仲介手数料をカンタンに計算する方法はコレ!(売買金額×3%+6万円)

仲介手数料の簡易計算方法

★(売買金額×3%+6万円)+消費税
宅地建物取引業法第46条
国土交通省の告示(昭和45年建設省告示第1552号)

「売買金額×3%+6万円」

仲介手数料はこの式に当てはめるだけで全て算出できます。

この「プラス6万円」って何?とよく聞かれますが、上図の仲介手数料の構造を見ていただければお分かりいただけると思います。200万円の2%(4万円)、200万円の1%(2万円)を足した分が6万円です。

仲介手数料の算出方法はわかった。構造も理解した。でも400万円未満の物件の仲介手数料って「売買金額×3%+6万円」にならないんじゃない?って思われた方もいると思います。

簡易計算方式では算出できなかったけど平成26年の告示改正で、400万円に満たない売買金額であっても、400万円×3%+6万円(18万円相当額)を上限としていいですよとなったんです。

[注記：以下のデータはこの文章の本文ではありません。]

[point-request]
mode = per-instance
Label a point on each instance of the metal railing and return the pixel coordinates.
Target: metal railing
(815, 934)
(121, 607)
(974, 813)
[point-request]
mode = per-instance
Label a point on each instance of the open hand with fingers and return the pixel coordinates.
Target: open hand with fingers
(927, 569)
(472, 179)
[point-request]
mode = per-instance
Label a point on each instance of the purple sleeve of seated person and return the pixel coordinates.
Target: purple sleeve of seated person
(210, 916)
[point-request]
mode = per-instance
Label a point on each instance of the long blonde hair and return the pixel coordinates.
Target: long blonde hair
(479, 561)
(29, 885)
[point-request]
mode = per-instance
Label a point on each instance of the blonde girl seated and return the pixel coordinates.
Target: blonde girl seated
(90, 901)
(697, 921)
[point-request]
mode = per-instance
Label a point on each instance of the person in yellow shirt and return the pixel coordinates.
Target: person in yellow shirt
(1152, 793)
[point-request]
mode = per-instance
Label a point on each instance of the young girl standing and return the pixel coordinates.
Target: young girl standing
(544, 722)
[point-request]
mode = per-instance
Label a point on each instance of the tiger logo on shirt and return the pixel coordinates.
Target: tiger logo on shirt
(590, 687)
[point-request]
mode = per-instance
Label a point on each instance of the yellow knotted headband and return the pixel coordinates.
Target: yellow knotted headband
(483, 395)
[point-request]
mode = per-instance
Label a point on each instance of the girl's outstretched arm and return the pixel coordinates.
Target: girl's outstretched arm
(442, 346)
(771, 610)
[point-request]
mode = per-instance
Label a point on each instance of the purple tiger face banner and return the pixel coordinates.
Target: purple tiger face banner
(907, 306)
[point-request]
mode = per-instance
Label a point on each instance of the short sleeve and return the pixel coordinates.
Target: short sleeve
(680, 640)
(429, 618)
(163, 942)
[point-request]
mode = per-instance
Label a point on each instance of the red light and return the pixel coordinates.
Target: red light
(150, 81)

売買金額が400万円未満の不動産の仲介手数料は上限18万円(税抜)まで認められるようになった!

空家空地対策で売買促進

売買金額が400万円未満の不動産の仲介手数料上限

★18万円+消費税
国土交通省の告示(改正/平成26年国土交通省告示第172号)

売買金額が400万円未満の不動産売買の仲介手数料。これは「上限18万円」まで認めますっていう特例が平成26年に追加して改正されたんです。

たとえば売買金額が300万円の物件があったとします。告示改正前までの仲介手数料は、「A・・・200万円×5%=10万円 B・・・100万円×4%=4万円 合計14万円」だったんですが、告示改正後は18万円(税抜)までOKですよ!ってことになったんですね。

平成26年以降の売買金額400万円未満の不動産売却仲介手数料(上限)

背景にあるのは「空家」対策。空家の「売却金額」は地方だとかなり安くなります。

「売却金額が低ければ得られる仲介手数料も少ない…。」

私も「宅地建物取引業者(以下、不動産会社という)」にいた時、売買金額190万円の不動産を取引したこともありました。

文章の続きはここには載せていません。